World War II veteran and Pearl Harbor survivor

Warren "Red" Upton (17 October 1919 – 25 December 2024) was an American World War II veteran who served in the United States Navy. He was one of the last living survivors of the attack on Pearl Harbor on December 7, 1941, having been stationed aboard the battleship USS Utah.

== Early life ==
Upton was born in El Dorado, California. He enlisted in the United States Navy as a teenager prior to the United States' entry into World War II, part of a generation of young servicemen who joined during the rapid military buildup of the early 1940s.

== Military service ==
Upton was assigned to the battleship USS Utah, which was moored at Pearl Harbor, Hawaii, on the morning of December 7, 1941. During the Japanese attack, Utah was struck by torpedoes and capsized within minutes.

Upton survived by escaping the overturned vessel under hazardous conditions. Sixty-four crew members were killed aboard Utah, many of whom remain entombed within the ship, which is now a designated war grave.

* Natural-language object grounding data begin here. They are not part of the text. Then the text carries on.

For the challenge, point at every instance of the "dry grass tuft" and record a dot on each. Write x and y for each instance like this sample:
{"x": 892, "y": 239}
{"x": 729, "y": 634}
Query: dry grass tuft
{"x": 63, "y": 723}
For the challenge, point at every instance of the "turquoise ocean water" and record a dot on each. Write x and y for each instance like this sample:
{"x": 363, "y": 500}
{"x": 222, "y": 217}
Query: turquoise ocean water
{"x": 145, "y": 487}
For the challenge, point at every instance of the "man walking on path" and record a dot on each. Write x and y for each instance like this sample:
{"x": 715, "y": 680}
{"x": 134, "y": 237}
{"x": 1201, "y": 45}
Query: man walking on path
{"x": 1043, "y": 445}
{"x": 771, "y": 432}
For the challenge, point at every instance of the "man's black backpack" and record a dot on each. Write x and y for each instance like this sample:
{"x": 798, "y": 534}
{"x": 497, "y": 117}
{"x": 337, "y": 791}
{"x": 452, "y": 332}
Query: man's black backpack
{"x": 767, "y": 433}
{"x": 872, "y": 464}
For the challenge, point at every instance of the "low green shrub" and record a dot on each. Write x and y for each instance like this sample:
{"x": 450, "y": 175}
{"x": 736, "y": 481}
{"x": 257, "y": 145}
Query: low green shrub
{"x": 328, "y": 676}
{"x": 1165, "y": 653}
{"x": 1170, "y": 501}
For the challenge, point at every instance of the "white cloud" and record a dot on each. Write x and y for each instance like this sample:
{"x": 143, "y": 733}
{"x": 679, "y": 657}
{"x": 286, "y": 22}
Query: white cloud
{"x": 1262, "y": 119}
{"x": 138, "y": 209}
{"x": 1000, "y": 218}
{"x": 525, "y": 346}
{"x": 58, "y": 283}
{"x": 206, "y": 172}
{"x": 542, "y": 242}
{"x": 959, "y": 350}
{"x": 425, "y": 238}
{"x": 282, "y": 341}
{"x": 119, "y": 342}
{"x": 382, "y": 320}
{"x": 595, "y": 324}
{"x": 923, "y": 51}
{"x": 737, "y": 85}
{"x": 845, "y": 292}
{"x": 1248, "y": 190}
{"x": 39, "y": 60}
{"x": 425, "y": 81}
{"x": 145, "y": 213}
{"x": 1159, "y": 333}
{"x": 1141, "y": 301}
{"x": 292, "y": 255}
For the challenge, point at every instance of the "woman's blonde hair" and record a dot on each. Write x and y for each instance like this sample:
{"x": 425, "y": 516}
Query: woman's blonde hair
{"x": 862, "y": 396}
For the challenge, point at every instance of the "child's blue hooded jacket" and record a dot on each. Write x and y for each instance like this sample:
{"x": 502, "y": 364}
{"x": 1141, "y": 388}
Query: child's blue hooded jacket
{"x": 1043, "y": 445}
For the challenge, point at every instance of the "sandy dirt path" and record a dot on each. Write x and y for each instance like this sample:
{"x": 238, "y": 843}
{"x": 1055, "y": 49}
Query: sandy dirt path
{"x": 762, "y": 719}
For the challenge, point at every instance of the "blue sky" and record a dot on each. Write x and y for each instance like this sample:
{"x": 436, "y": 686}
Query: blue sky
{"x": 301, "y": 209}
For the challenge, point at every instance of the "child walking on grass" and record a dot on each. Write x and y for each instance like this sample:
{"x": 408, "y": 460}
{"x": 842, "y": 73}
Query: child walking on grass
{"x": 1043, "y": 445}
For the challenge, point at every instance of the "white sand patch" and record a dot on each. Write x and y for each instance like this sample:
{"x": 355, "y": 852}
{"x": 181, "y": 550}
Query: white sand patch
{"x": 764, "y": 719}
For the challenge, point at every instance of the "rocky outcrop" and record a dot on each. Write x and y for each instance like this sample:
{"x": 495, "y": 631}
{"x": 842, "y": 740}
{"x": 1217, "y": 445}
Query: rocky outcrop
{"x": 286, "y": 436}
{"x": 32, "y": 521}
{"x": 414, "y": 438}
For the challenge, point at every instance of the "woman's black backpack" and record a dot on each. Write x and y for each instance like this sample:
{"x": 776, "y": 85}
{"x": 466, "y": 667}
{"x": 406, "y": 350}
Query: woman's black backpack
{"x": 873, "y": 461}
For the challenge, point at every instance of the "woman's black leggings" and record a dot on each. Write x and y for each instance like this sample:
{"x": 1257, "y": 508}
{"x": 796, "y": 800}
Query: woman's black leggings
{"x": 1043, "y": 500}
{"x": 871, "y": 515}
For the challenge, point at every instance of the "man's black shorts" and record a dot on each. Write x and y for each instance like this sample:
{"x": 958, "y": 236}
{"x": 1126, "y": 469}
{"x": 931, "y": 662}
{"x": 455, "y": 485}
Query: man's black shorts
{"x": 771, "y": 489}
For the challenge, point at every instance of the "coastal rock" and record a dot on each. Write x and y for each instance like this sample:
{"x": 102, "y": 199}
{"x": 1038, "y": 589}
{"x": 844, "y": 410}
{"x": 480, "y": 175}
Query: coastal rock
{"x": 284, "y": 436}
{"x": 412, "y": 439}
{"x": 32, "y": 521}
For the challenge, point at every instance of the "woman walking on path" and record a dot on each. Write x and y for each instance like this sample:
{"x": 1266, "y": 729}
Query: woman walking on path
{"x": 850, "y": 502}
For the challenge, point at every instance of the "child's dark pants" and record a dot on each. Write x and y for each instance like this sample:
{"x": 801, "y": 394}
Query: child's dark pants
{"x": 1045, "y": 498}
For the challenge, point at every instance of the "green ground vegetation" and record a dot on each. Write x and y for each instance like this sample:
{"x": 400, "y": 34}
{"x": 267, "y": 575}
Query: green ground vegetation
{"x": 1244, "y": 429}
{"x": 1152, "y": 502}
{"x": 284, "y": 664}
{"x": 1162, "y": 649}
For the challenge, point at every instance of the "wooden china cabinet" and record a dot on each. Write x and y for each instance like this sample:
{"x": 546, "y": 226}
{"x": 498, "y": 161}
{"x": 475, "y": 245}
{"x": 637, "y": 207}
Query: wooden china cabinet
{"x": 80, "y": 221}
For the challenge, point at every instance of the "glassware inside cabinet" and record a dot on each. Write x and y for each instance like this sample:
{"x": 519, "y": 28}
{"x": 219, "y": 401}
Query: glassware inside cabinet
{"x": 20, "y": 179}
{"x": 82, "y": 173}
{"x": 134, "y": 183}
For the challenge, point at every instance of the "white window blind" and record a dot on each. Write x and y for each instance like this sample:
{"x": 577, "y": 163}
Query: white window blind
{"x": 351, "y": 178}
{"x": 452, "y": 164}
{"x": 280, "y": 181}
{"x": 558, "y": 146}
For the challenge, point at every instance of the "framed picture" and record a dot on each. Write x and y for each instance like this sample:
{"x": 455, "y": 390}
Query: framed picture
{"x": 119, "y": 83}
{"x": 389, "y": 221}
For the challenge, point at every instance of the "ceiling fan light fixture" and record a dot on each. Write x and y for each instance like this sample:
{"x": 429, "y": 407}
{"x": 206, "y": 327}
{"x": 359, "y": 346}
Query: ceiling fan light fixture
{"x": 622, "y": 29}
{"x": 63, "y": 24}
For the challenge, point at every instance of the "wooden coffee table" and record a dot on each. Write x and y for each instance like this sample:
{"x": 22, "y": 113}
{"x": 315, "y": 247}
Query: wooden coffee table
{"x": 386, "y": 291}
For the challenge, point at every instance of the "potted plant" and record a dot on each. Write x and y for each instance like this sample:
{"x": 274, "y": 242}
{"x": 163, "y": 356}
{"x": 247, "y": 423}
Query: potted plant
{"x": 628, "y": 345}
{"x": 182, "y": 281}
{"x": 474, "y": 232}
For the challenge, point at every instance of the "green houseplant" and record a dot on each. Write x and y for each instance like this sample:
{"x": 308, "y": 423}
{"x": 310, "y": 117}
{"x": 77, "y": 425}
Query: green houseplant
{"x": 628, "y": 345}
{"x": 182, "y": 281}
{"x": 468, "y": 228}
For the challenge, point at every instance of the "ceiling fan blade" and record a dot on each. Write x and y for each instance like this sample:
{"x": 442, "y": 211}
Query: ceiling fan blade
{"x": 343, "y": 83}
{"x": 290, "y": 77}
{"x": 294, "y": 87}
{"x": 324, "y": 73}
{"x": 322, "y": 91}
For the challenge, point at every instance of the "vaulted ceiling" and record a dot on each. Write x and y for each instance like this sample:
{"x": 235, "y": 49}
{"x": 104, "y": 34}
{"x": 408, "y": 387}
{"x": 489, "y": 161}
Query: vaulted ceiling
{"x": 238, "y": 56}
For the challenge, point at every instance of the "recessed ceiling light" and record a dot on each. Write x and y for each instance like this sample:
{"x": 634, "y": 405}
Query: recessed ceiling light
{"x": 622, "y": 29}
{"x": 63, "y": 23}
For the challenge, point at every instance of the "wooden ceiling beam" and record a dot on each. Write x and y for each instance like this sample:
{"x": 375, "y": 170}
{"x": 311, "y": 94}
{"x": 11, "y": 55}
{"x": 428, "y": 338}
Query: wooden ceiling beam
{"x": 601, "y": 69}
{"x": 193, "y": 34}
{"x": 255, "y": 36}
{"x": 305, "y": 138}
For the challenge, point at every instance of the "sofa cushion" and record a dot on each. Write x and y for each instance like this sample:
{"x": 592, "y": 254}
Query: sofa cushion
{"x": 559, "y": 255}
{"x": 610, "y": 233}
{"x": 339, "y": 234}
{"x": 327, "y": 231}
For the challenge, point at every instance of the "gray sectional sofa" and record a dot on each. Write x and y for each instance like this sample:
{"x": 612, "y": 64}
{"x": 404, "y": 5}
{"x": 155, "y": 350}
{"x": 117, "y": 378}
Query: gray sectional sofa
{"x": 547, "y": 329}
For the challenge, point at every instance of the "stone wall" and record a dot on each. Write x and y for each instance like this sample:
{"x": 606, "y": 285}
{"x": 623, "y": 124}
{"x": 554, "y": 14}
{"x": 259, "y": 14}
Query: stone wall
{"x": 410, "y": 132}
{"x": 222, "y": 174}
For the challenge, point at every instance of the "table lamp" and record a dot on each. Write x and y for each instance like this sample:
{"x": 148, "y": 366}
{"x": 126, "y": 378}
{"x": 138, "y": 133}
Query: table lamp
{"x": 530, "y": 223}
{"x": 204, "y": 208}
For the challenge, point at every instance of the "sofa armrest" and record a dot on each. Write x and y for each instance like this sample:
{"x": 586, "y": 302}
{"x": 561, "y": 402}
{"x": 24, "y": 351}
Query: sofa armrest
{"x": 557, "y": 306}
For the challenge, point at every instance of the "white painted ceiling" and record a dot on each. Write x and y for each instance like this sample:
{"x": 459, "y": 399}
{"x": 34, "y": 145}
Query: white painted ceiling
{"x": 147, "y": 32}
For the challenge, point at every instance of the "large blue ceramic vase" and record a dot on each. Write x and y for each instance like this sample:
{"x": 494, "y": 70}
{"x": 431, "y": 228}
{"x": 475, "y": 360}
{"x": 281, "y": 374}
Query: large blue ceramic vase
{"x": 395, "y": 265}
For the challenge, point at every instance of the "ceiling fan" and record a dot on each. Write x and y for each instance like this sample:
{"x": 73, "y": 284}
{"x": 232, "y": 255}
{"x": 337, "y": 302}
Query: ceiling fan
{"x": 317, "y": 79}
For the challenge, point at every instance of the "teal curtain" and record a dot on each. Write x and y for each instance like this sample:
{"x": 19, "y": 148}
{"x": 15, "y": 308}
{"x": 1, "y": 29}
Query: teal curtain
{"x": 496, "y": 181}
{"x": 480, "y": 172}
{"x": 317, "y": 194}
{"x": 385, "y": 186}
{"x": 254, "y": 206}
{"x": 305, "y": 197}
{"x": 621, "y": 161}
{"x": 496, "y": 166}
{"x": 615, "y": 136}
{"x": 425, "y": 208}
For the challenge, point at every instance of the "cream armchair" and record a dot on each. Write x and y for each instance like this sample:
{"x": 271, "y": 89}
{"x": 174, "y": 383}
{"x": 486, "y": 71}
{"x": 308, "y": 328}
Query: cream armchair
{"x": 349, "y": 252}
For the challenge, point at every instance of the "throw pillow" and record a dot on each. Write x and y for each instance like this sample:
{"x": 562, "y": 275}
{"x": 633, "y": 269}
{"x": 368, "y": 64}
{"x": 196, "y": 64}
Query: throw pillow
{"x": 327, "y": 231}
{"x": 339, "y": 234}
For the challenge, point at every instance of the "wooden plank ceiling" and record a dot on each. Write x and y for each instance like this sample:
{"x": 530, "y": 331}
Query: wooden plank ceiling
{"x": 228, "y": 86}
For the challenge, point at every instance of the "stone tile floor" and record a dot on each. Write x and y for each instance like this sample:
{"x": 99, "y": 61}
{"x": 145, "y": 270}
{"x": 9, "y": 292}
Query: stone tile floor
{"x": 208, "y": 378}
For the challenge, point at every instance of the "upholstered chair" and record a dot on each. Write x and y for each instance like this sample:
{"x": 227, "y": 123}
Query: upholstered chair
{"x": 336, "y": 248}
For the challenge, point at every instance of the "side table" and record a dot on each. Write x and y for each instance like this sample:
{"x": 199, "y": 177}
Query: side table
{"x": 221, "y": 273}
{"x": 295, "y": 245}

Following the attack, Upton continued to serve in the Navy as a radioman throughout World War II before being discharged at the conclusion of the conflict. He later served again during the Korean War.

== Later life ==
After the war, Upton returned to civilian life and later settled in California. In his later years, he became active in public education and remembrance efforts, frequently speaking at schools, museums, and memorial events about his experiences at Pearl Harbor and the importance of historical memory.

As the number of living Pearl Harbor survivors declined, Upton gained national recognition as one of the final firsthand witnesses to the attack, often emphasizing the lesser-known loss of the USS Utah compared with other ships sunk that day.

== Death ==
Warren Upton died on 25 December 2024 in Los Gatos, California, at the age of 105. At the time of his death, he was widely reported to be the last surviving crew member of the USS Utah and among the final living survivors of the Pearl Harbor attack.